L’ACME s’est jointe aux organisations autochtones, environnementales et de santé pour s’opposer aux directives fédérales qui autoriseraient le rejet après traitement des résidus de sables bitumineux dans les cours d’eau. Plusieurs voix influentes issues des communautés autochtones, ainsi que des médecins, ont fait valoir que le déversement de résidus miniers sans étude approfondie était inacceptable, une position relayée par la CBC dans ses reportages nationaux.

Entre les rassemblements pacifiques organisés par la Première Nation crie de Mikisew et la publication, en septembre dernier, du communiqué de presse de l’ACME mettant les gouvernements au défi de prouver que le développement du GNL est sans danger, le message est resté le même : les populations ne doivent pas servir de cobayes pour tester les risques industriels. La protection de la santé doit primer. La crise de pollution toxique est un enjeu de santé publique que nous ne pouvons pas ignorer.

Identifier les personnes les plus exposées : une question centrale pour la justice environnementale et l’équité en matière de santé

L’exposition aux substances toxiques n’est pas répartie de manière uniforme, tout comme ses effets sur la santé.

C’est pourquoi la justice environnementale et l’équité en matière de santé vont de pair.

En décembre, l’ACME s’est jointe à une large coalition regroupant des organisations spécialisées dans le droit, la santé et l’environnement afin de soumettre une contribution officielle auprès de Environnement et Changement climatique Canada visant à faire progresser la justice environnementale.

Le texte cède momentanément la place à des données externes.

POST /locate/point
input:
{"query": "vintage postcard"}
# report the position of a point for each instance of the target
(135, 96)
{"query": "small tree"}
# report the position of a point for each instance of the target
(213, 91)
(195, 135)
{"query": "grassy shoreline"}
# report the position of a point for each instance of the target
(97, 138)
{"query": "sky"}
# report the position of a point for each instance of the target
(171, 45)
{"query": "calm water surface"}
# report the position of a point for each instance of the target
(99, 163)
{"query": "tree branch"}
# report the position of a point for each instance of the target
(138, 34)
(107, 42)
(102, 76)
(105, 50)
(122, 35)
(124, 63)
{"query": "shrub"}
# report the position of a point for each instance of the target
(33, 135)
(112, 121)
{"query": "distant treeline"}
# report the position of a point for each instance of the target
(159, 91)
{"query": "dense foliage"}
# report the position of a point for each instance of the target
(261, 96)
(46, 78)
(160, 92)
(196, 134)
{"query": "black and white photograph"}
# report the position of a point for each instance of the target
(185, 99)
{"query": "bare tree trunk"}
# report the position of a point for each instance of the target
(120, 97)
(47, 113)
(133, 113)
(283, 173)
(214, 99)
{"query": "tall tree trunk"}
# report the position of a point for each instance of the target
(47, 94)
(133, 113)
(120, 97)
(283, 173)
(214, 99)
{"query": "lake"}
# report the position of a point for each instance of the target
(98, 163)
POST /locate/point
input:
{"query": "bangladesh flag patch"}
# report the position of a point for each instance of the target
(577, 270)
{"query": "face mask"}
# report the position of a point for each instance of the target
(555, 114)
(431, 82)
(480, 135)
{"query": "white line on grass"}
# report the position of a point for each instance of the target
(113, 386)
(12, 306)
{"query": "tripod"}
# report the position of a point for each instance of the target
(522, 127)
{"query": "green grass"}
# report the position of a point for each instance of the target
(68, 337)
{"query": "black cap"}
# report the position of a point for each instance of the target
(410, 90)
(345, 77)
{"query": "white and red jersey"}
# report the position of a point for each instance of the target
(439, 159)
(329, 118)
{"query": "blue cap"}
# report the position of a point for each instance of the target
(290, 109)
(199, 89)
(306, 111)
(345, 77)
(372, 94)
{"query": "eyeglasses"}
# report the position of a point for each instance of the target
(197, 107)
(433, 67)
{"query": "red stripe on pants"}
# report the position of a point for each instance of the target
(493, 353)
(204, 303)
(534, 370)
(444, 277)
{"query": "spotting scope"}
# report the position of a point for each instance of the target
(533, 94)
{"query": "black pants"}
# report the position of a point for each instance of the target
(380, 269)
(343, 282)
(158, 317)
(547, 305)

Au niveau national, nous avons également cosigné une déclaration commune, soutenue par 51 organisations, appelant à l’élaboration d’une stratégie forte pour lutter contre le racisme environnemental.

Pour les médecins, ce travail relie directement la réalité clinique à la politique : le lieu de vie des personnes reste un facteur déterminant en matière d’exposition toxique et de risque de maladie.

Bâtir collectivement la résistance pour protéger l’eau, les territoires et la santé contre les changements climatiques et la pollution toxique issue des combustibles fossiles

En mars prochain, le pouvoir citoyen occupera le devant de la scène. Dans le cadre de notre projet Résistance locale aux énergies fossiles, notre responsable de la campagne sur l’extraction des combustibles fossiles, Dakota Norris, se joindra à des leaders communautaires, des gardien(ne)s du savoir, des scientifiques, des expert(e)s juridiques et des défenseurs du territoire pour aborder la crise croissante des résidus miniers et les menaces qui pèsent sur l’eau. Organisée par la Première Nation crie de Mikisew et le groupe Keepers of the Water, cette rencontre sera l’occasion d’apprendre et de partager des stratégies et des idées d’actions collectives fondées sur l’expérience vécue et le leadership autochtone.

Appel à mobilisation : cartographier les risques d’exposition aux substances toxiques afin qu’aucune population ne soit laissée pour compte

La Canadian Coalition for Environmental and Climate Justice a pris l’initiative de dresser un tableau national des communautés vivant à proximité d’industries polluantes et d’usines chimiques toxiques. Un travail qui repose sur les connaissances locales des médecins, des militant(e)s et des partenaires communautaires.